Simd vs plain Swift (simd is slower?)

While asking about inlining in another post, I decided to add some extensions to SCNQuaternion. Fortunately, GLKQuaternion implements them in the header in C, so I could look at their implementations to copy.

Here’s one for adding quaternions:

GLK_INLINE GLKQuaternion GLKQuaternionAdd(GLKQuaternion quaternionLeft, GLKQuaternion quaternionRight)
{
#if   defined(GLK_SSE3_INTRINSICS)
    __m128 v = _mm_load_ps(&quaternionLeft.q[0]) + _mm_load_ps(&quaternionRight.q[0]);
    return *(GLKQuaternion *)&v;
#else
    GLKQuaternion q = {{ quaternionLeft.q[0] + quaternionRight.q[0],
                         quaternionLeft.q[1] + quaternionRight.q[1],
                         quaternionLeft.q[2] + quaternionRight.q[2],
                         quaternionLeft.q[3] + quaternionRight.q[3] }};
    return q;
#endif
}

I was ready to try to massage the pointers to make use of SSE, but wanted to also play nice on Apple silicon, and remembered simd exists. SCNQuaternion is a SCNVector4 and there's already support for simd_float4 with that, so I gave that a try, and compared it to a simple Swift implementation to add the components. To my surprise, at least in the Playground, the simple Swift code seems substantially faster. I can't figure out if Xcode is optimizing Playground code or not (the code is in a separate file in the Sources dir, and the test methods are called from the Playground proper). I wonder if it's just failing to inline some calls, or what. Here's my code:

import SceneKit

import Foundation
import simd


public
func
simdAdd(_ inLHS: SCNQuaternion, _ inRHS: SCNQuaternion)
    -> SCNQuaternion
{
    let l = simd_float4(inLHS)
    let r = simd_float4(inRHS)
    let s = l + r
    return SCNQuaternion(s)
}

public
func
swiftAdd(_ inLHS: SCNQuaternion, _ inRHS: SCNQuaternion)
    -> SCNQuaternion
{
    return SCNQuaternion(inLHS.x + inRHS.x, inLHS.y + inRHS.y, inLHS.z + inRHS.z, inLHS.w + inRHS.w)
}

public
func
testSIMD()
{
    let a = SCNQuaternion(1, 2, 3, 1)
    var c = SCNQuaternion()

    let start:Double  = CFAbsoluteTimeGetCurrent()
    for _ in 0 ..< 10000
    {
        c = simdAdd(c, a)
    }
    let end: Double = CFAbsoluteTimeGetCurrent()

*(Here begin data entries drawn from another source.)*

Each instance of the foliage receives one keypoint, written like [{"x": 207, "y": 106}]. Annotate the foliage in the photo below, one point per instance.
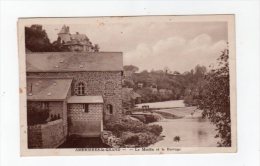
[
  {"x": 119, "y": 126},
  {"x": 215, "y": 101},
  {"x": 134, "y": 133},
  {"x": 131, "y": 68},
  {"x": 146, "y": 118},
  {"x": 138, "y": 139},
  {"x": 36, "y": 39}
]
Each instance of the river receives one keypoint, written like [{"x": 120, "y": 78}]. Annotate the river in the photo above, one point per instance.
[{"x": 192, "y": 130}]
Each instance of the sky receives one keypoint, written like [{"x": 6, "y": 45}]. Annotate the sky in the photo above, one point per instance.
[{"x": 179, "y": 46}]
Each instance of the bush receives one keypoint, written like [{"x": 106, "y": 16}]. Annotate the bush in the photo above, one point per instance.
[
  {"x": 138, "y": 139},
  {"x": 119, "y": 127},
  {"x": 155, "y": 129}
]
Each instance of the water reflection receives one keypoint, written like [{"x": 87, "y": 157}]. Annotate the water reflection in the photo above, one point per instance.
[{"x": 192, "y": 132}]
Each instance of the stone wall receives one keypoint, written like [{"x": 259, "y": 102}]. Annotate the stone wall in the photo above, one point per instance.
[
  {"x": 55, "y": 107},
  {"x": 107, "y": 84},
  {"x": 83, "y": 123},
  {"x": 49, "y": 135}
]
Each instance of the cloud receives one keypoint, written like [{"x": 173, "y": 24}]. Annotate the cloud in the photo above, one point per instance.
[{"x": 177, "y": 53}]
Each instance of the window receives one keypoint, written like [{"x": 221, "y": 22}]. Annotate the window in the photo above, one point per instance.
[
  {"x": 110, "y": 108},
  {"x": 80, "y": 88},
  {"x": 86, "y": 108}
]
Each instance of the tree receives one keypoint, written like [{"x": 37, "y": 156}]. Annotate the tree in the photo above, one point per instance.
[
  {"x": 131, "y": 68},
  {"x": 36, "y": 39},
  {"x": 215, "y": 101}
]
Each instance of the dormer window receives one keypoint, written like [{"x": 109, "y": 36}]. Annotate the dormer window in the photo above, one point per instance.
[{"x": 80, "y": 88}]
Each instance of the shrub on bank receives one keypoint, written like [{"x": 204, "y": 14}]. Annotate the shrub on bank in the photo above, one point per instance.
[
  {"x": 138, "y": 139},
  {"x": 133, "y": 132}
]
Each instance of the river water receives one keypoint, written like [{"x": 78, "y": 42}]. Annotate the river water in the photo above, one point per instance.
[{"x": 192, "y": 130}]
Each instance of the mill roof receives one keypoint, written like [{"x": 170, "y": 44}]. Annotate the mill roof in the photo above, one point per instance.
[
  {"x": 40, "y": 89},
  {"x": 74, "y": 61}
]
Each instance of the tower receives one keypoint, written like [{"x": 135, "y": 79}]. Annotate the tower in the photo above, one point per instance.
[{"x": 64, "y": 34}]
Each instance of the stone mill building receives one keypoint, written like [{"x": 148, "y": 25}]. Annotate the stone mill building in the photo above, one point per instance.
[{"x": 80, "y": 90}]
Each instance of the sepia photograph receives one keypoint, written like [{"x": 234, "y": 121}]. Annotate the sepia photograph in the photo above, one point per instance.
[{"x": 127, "y": 85}]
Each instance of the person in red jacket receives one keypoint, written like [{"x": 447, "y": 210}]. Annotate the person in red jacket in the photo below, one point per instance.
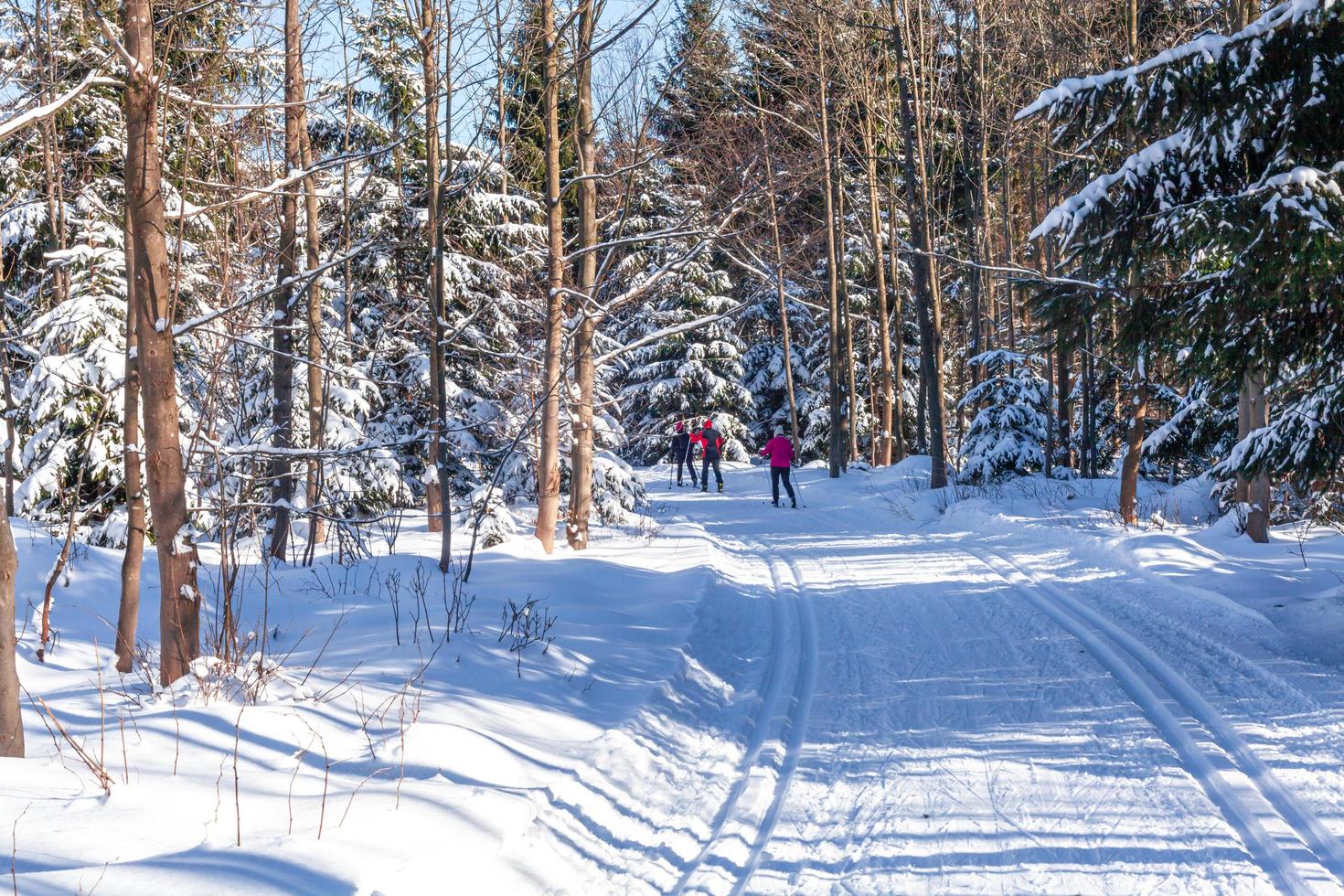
[
  {"x": 711, "y": 443},
  {"x": 780, "y": 450}
]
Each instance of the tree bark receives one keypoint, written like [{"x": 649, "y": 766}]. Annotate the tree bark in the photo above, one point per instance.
[
  {"x": 283, "y": 324},
  {"x": 11, "y": 719},
  {"x": 781, "y": 293},
  {"x": 440, "y": 508},
  {"x": 8, "y": 400},
  {"x": 837, "y": 443},
  {"x": 128, "y": 612},
  {"x": 581, "y": 438},
  {"x": 179, "y": 612},
  {"x": 549, "y": 460},
  {"x": 316, "y": 386},
  {"x": 1257, "y": 489},
  {"x": 925, "y": 269},
  {"x": 869, "y": 151},
  {"x": 1133, "y": 449}
]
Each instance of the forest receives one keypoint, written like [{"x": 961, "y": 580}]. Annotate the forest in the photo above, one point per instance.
[{"x": 274, "y": 274}]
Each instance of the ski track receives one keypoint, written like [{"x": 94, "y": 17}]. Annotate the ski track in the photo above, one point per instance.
[
  {"x": 1323, "y": 865},
  {"x": 773, "y": 747},
  {"x": 918, "y": 718}
]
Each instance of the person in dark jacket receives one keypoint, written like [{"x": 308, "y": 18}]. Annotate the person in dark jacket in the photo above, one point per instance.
[
  {"x": 780, "y": 450},
  {"x": 711, "y": 445},
  {"x": 682, "y": 453}
]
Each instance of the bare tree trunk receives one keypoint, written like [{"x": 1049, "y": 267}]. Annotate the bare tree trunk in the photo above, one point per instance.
[
  {"x": 283, "y": 325},
  {"x": 128, "y": 612},
  {"x": 846, "y": 316},
  {"x": 1252, "y": 406},
  {"x": 11, "y": 720},
  {"x": 781, "y": 293},
  {"x": 1133, "y": 446},
  {"x": 440, "y": 512},
  {"x": 837, "y": 445},
  {"x": 316, "y": 387},
  {"x": 926, "y": 272},
  {"x": 883, "y": 441},
  {"x": 581, "y": 440},
  {"x": 549, "y": 461},
  {"x": 898, "y": 312},
  {"x": 7, "y": 371},
  {"x": 1257, "y": 488},
  {"x": 179, "y": 612}
]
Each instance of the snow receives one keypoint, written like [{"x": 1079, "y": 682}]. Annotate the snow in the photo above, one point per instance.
[{"x": 890, "y": 689}]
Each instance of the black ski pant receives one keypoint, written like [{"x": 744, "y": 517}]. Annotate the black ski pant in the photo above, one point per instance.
[
  {"x": 705, "y": 470},
  {"x": 688, "y": 463}
]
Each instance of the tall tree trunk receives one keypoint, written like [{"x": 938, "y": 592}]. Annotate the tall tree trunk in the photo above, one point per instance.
[
  {"x": 883, "y": 441},
  {"x": 1138, "y": 398},
  {"x": 316, "y": 387},
  {"x": 7, "y": 372},
  {"x": 128, "y": 612},
  {"x": 1252, "y": 406},
  {"x": 179, "y": 612},
  {"x": 925, "y": 269},
  {"x": 581, "y": 438},
  {"x": 837, "y": 445},
  {"x": 1133, "y": 445},
  {"x": 898, "y": 312},
  {"x": 440, "y": 509},
  {"x": 781, "y": 293},
  {"x": 1258, "y": 488},
  {"x": 11, "y": 719},
  {"x": 549, "y": 460},
  {"x": 847, "y": 351},
  {"x": 283, "y": 326}
]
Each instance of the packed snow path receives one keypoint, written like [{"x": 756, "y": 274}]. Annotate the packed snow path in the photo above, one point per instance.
[
  {"x": 915, "y": 706},
  {"x": 890, "y": 689}
]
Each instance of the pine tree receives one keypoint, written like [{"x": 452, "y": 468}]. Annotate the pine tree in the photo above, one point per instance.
[
  {"x": 689, "y": 375},
  {"x": 1007, "y": 434},
  {"x": 698, "y": 85},
  {"x": 525, "y": 85},
  {"x": 1232, "y": 168}
]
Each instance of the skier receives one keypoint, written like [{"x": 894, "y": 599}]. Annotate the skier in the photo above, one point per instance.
[
  {"x": 682, "y": 453},
  {"x": 711, "y": 443},
  {"x": 780, "y": 450}
]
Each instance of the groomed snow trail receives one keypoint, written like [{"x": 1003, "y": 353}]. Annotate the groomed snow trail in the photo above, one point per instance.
[{"x": 925, "y": 709}]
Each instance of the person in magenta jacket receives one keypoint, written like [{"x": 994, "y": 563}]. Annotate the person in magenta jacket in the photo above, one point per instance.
[{"x": 780, "y": 450}]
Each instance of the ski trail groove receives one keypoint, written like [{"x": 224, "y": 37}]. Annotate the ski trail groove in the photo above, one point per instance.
[
  {"x": 800, "y": 709},
  {"x": 773, "y": 746},
  {"x": 1093, "y": 630}
]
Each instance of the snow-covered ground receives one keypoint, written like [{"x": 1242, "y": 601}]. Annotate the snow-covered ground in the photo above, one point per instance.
[{"x": 887, "y": 690}]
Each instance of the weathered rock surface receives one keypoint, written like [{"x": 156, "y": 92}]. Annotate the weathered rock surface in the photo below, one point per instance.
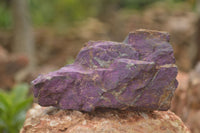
[
  {"x": 139, "y": 74},
  {"x": 48, "y": 119}
]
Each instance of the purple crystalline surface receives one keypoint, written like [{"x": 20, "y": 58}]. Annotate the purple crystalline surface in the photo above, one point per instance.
[{"x": 139, "y": 73}]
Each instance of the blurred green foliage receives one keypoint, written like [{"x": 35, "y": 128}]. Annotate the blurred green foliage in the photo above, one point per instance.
[
  {"x": 66, "y": 12},
  {"x": 13, "y": 107},
  {"x": 5, "y": 16}
]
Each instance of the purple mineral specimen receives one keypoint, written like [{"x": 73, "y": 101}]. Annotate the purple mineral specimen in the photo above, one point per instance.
[{"x": 139, "y": 73}]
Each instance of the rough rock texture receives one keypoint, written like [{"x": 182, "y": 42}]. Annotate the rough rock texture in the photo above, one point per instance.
[
  {"x": 138, "y": 73},
  {"x": 48, "y": 119}
]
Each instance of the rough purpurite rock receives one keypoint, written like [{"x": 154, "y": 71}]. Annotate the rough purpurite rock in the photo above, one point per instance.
[
  {"x": 51, "y": 120},
  {"x": 139, "y": 73}
]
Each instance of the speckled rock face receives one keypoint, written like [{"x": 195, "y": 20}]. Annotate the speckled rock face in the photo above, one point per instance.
[
  {"x": 138, "y": 73},
  {"x": 51, "y": 120}
]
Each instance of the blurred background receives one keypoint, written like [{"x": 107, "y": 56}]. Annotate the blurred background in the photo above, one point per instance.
[{"x": 37, "y": 37}]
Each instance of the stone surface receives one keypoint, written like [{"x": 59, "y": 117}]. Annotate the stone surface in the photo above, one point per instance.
[
  {"x": 49, "y": 119},
  {"x": 139, "y": 74}
]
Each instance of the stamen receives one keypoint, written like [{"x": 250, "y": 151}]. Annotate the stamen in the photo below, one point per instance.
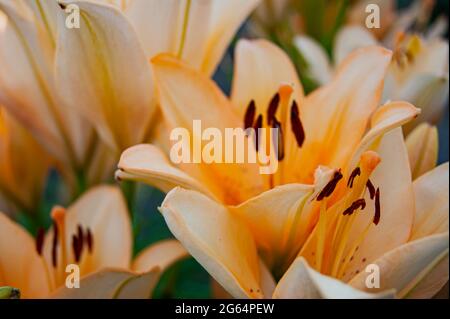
[
  {"x": 249, "y": 117},
  {"x": 371, "y": 189},
  {"x": 330, "y": 187},
  {"x": 90, "y": 240},
  {"x": 272, "y": 109},
  {"x": 256, "y": 127},
  {"x": 279, "y": 142},
  {"x": 376, "y": 218},
  {"x": 76, "y": 248},
  {"x": 40, "y": 241},
  {"x": 357, "y": 204},
  {"x": 80, "y": 239},
  {"x": 297, "y": 126},
  {"x": 55, "y": 245},
  {"x": 356, "y": 172}
]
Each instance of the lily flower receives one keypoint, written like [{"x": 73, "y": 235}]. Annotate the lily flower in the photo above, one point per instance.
[
  {"x": 419, "y": 69},
  {"x": 28, "y": 85},
  {"x": 248, "y": 230},
  {"x": 115, "y": 89},
  {"x": 93, "y": 234},
  {"x": 22, "y": 181}
]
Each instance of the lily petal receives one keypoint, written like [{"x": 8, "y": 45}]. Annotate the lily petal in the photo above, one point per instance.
[
  {"x": 303, "y": 282},
  {"x": 431, "y": 195},
  {"x": 408, "y": 266},
  {"x": 148, "y": 164},
  {"x": 422, "y": 144},
  {"x": 350, "y": 38},
  {"x": 336, "y": 115},
  {"x": 260, "y": 68},
  {"x": 385, "y": 119},
  {"x": 112, "y": 284},
  {"x": 270, "y": 217},
  {"x": 162, "y": 255},
  {"x": 216, "y": 239},
  {"x": 316, "y": 58},
  {"x": 114, "y": 88},
  {"x": 26, "y": 59},
  {"x": 20, "y": 264}
]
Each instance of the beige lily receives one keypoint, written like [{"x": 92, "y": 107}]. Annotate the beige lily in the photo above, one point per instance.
[
  {"x": 115, "y": 89},
  {"x": 22, "y": 181},
  {"x": 27, "y": 81},
  {"x": 418, "y": 72},
  {"x": 245, "y": 228},
  {"x": 95, "y": 234}
]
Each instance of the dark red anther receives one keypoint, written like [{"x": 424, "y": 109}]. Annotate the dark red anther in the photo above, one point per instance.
[{"x": 297, "y": 126}]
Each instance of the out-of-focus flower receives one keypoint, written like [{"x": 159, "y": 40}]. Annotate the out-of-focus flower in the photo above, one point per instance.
[
  {"x": 245, "y": 228},
  {"x": 93, "y": 234},
  {"x": 24, "y": 166},
  {"x": 27, "y": 82},
  {"x": 419, "y": 69},
  {"x": 115, "y": 89}
]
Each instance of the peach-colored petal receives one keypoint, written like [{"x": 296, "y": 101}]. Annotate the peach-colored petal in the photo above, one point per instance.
[
  {"x": 406, "y": 267},
  {"x": 148, "y": 164},
  {"x": 385, "y": 119},
  {"x": 162, "y": 255},
  {"x": 20, "y": 265},
  {"x": 186, "y": 96},
  {"x": 112, "y": 284},
  {"x": 303, "y": 282},
  {"x": 216, "y": 239},
  {"x": 431, "y": 195},
  {"x": 114, "y": 88},
  {"x": 26, "y": 60},
  {"x": 273, "y": 218},
  {"x": 260, "y": 69},
  {"x": 316, "y": 57},
  {"x": 422, "y": 144},
  {"x": 350, "y": 38}
]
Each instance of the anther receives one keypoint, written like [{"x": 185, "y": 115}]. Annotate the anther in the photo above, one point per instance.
[
  {"x": 279, "y": 139},
  {"x": 376, "y": 217},
  {"x": 329, "y": 188},
  {"x": 272, "y": 109},
  {"x": 371, "y": 189},
  {"x": 249, "y": 117},
  {"x": 356, "y": 172},
  {"x": 256, "y": 127},
  {"x": 90, "y": 240},
  {"x": 357, "y": 204},
  {"x": 297, "y": 126}
]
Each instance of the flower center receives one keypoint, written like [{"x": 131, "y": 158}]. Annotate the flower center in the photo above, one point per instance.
[
  {"x": 284, "y": 116},
  {"x": 330, "y": 247},
  {"x": 81, "y": 253}
]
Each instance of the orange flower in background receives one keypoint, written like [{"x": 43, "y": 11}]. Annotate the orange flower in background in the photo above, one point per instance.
[
  {"x": 94, "y": 234},
  {"x": 115, "y": 88},
  {"x": 24, "y": 166},
  {"x": 419, "y": 69},
  {"x": 341, "y": 189}
]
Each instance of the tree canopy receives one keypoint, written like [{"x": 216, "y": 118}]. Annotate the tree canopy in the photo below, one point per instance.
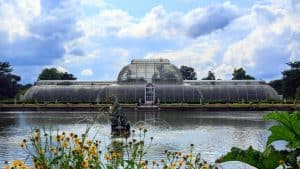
[
  {"x": 188, "y": 73},
  {"x": 291, "y": 79},
  {"x": 9, "y": 86},
  {"x": 210, "y": 76},
  {"x": 240, "y": 74},
  {"x": 54, "y": 74}
]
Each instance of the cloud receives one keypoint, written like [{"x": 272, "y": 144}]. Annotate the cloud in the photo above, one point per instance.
[
  {"x": 270, "y": 44},
  {"x": 203, "y": 21},
  {"x": 197, "y": 22},
  {"x": 86, "y": 72},
  {"x": 37, "y": 38}
]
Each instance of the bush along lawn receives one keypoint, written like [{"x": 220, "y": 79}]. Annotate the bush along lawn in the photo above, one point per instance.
[{"x": 287, "y": 129}]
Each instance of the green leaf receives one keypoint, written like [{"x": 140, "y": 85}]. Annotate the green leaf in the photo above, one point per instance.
[
  {"x": 283, "y": 118},
  {"x": 280, "y": 133},
  {"x": 271, "y": 158},
  {"x": 296, "y": 124}
]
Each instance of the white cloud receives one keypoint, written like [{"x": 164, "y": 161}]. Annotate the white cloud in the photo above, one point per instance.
[
  {"x": 105, "y": 22},
  {"x": 197, "y": 22},
  {"x": 15, "y": 16},
  {"x": 86, "y": 72},
  {"x": 268, "y": 45}
]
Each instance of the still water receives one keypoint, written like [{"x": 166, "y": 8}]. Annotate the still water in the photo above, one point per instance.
[{"x": 212, "y": 133}]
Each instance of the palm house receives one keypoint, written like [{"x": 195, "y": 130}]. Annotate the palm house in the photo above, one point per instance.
[{"x": 147, "y": 81}]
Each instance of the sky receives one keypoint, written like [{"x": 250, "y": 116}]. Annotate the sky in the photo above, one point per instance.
[{"x": 94, "y": 39}]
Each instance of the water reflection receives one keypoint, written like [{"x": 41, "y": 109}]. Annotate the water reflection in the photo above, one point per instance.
[{"x": 213, "y": 133}]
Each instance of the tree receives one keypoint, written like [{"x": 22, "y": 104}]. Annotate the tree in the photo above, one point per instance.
[
  {"x": 240, "y": 74},
  {"x": 54, "y": 74},
  {"x": 291, "y": 79},
  {"x": 9, "y": 86},
  {"x": 277, "y": 85},
  {"x": 188, "y": 73},
  {"x": 210, "y": 76}
]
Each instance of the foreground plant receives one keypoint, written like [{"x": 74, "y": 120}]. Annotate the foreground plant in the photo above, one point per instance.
[
  {"x": 288, "y": 130},
  {"x": 72, "y": 151},
  {"x": 189, "y": 160}
]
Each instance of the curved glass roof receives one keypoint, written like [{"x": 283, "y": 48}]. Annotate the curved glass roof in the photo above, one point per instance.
[{"x": 142, "y": 71}]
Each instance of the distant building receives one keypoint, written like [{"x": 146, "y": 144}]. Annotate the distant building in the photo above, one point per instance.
[{"x": 149, "y": 80}]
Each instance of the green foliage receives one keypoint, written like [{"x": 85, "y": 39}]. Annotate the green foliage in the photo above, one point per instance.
[
  {"x": 9, "y": 86},
  {"x": 269, "y": 159},
  {"x": 210, "y": 76},
  {"x": 54, "y": 74},
  {"x": 288, "y": 128},
  {"x": 290, "y": 81},
  {"x": 188, "y": 73},
  {"x": 277, "y": 85},
  {"x": 240, "y": 74}
]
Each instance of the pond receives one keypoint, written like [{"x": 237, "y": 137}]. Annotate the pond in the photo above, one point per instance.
[{"x": 212, "y": 133}]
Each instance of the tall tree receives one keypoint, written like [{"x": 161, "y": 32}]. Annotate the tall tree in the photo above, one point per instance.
[
  {"x": 188, "y": 73},
  {"x": 9, "y": 86},
  {"x": 210, "y": 76},
  {"x": 291, "y": 79},
  {"x": 54, "y": 74},
  {"x": 240, "y": 74}
]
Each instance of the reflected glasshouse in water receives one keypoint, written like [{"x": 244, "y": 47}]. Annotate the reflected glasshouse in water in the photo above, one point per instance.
[{"x": 150, "y": 80}]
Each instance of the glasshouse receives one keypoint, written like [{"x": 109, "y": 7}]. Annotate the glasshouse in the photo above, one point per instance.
[{"x": 150, "y": 81}]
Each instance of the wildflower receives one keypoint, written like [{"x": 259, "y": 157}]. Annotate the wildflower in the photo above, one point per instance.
[
  {"x": 89, "y": 142},
  {"x": 206, "y": 166},
  {"x": 17, "y": 163},
  {"x": 107, "y": 156},
  {"x": 22, "y": 144},
  {"x": 180, "y": 162},
  {"x": 41, "y": 151},
  {"x": 36, "y": 135},
  {"x": 65, "y": 144},
  {"x": 85, "y": 164},
  {"x": 54, "y": 151}
]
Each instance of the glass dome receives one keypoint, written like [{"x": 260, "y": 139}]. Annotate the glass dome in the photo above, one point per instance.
[{"x": 157, "y": 71}]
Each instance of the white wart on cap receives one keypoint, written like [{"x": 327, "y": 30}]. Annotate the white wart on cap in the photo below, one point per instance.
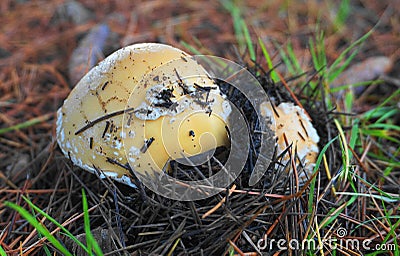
[
  {"x": 293, "y": 127},
  {"x": 142, "y": 106}
]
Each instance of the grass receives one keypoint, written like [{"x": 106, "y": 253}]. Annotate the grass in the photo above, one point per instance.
[
  {"x": 91, "y": 243},
  {"x": 362, "y": 141},
  {"x": 376, "y": 124}
]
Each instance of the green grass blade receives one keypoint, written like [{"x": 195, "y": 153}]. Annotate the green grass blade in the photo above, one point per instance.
[
  {"x": 274, "y": 75},
  {"x": 316, "y": 167},
  {"x": 66, "y": 232},
  {"x": 2, "y": 251},
  {"x": 39, "y": 227},
  {"x": 336, "y": 68},
  {"x": 249, "y": 43},
  {"x": 90, "y": 240},
  {"x": 342, "y": 14}
]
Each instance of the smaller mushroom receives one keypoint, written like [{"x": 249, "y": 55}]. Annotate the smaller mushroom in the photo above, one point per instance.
[{"x": 293, "y": 127}]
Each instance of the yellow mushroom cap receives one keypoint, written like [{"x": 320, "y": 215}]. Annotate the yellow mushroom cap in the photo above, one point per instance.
[
  {"x": 141, "y": 106},
  {"x": 291, "y": 122}
]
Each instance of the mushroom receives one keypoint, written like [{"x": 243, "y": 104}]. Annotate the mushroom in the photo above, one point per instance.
[
  {"x": 140, "y": 107},
  {"x": 293, "y": 127}
]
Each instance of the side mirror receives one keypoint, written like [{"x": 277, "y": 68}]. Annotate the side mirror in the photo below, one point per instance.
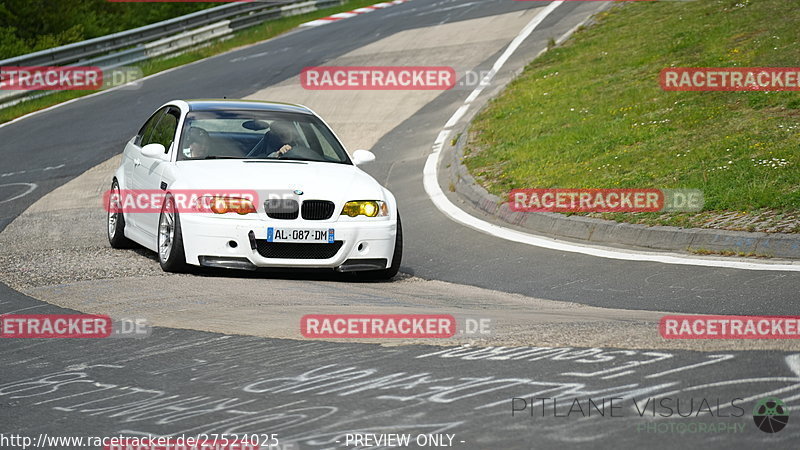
[
  {"x": 154, "y": 151},
  {"x": 362, "y": 157}
]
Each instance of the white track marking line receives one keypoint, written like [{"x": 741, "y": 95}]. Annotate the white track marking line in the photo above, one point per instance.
[
  {"x": 31, "y": 187},
  {"x": 346, "y": 15},
  {"x": 440, "y": 200}
]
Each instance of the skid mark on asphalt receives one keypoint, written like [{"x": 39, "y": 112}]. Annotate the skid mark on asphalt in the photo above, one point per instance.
[{"x": 313, "y": 393}]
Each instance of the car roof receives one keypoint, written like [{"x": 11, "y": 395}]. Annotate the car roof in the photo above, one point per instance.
[{"x": 244, "y": 105}]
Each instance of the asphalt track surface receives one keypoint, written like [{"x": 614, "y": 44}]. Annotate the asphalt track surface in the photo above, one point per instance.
[{"x": 271, "y": 377}]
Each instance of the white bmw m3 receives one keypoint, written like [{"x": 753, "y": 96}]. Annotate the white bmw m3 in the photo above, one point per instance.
[{"x": 242, "y": 185}]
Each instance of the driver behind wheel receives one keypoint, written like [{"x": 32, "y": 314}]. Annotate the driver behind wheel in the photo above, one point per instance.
[
  {"x": 199, "y": 143},
  {"x": 284, "y": 134}
]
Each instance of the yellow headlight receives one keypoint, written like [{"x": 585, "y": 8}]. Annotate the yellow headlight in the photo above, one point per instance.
[{"x": 369, "y": 208}]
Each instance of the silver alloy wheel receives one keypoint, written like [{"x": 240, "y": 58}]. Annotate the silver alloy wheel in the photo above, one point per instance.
[
  {"x": 113, "y": 205},
  {"x": 166, "y": 230}
]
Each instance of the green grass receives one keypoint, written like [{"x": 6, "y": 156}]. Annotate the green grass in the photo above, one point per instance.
[
  {"x": 248, "y": 36},
  {"x": 591, "y": 113}
]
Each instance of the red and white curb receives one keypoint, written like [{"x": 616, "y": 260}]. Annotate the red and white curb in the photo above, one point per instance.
[{"x": 353, "y": 13}]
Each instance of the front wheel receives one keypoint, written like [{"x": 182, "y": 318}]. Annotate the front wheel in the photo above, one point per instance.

    print("SIMD took:  \(end - start) s")
}

public
func
testSwift()
{
    let a = SCNQuaternion(1, 2, 3, 1)
    var c = SCNQuaternion()

    let start:Double  = CFAbsoluteTimeGetCurrent()
    for _ in 0 ..< 10000
    {
        c = swiftAdd(c, a)
    }
    let end: Double = CFAbsoluteTimeGetCurrent()

    print("Swift took: \(end - start) s")
}

Running the playground produces this output:

SIMD took:  0.005373954772949219 s
Swift took: 0.0032699108123779297 s

I can't get Xcode to show me the assembly to see what it's doing. But I'm surprised at the result. Any ideas?

1 Like

First, don’t do performance testing in playgrounds. Use a real project with optimizations turned on. Second, you can use godbolt.org to see disassembly.

3 Likes

Unfortunately godbolt.org doesn't know about things like SceneKit, but I did it on the command line (code and assembly output available. Source is at the bottom of the page):

$ swift test.swift 
SIMD took:  0.00363600 s
Swift took: 0.00278902 s
swift -O test.swift 
SIMD took:  0.00006199 s
Swift took: 0.00001395 s

The following commands got me disassembly in BBEdit:

$ swiftc -emit-assembly  test.swift | edit
$ swiftc -O -emit-assembly  test.swift | edit

To my dismay, none of the init() calls are inlined in either optimized or unoptimized build, so in the optimized build, simdAdd() makes three calls, whereas swiftAdd() makes one. In the unoptimized build, I have no idea what swiftAdd() is doing. There is a lot more code generated with calls to generic specializations and assertions and who knows what else.

So how can one make this code faster? The most obvious is to use simd_quatf, but as a general rule, don’t we want Swift to be inherently better at this sort of thing?

It's fascinating to see the unoptimized loop explode. I can't even tell where the loop is. Even the optimized loop

One aspect of this code that can make it slower is that there are(possible) vector allocations/copies there...
l + r would create a new vector and copy to s? So what happens with benchmarks if you do it like

    let l = simd_float4(inLHS)
    let r = simd_float4(inRHS)
    l += r
    return SCNQuaternion(l)

Also, it maybe worth it trying to see what happens if you @inline the simdAdd and swiftAdd to see what kind of help the optimizer can give in that case.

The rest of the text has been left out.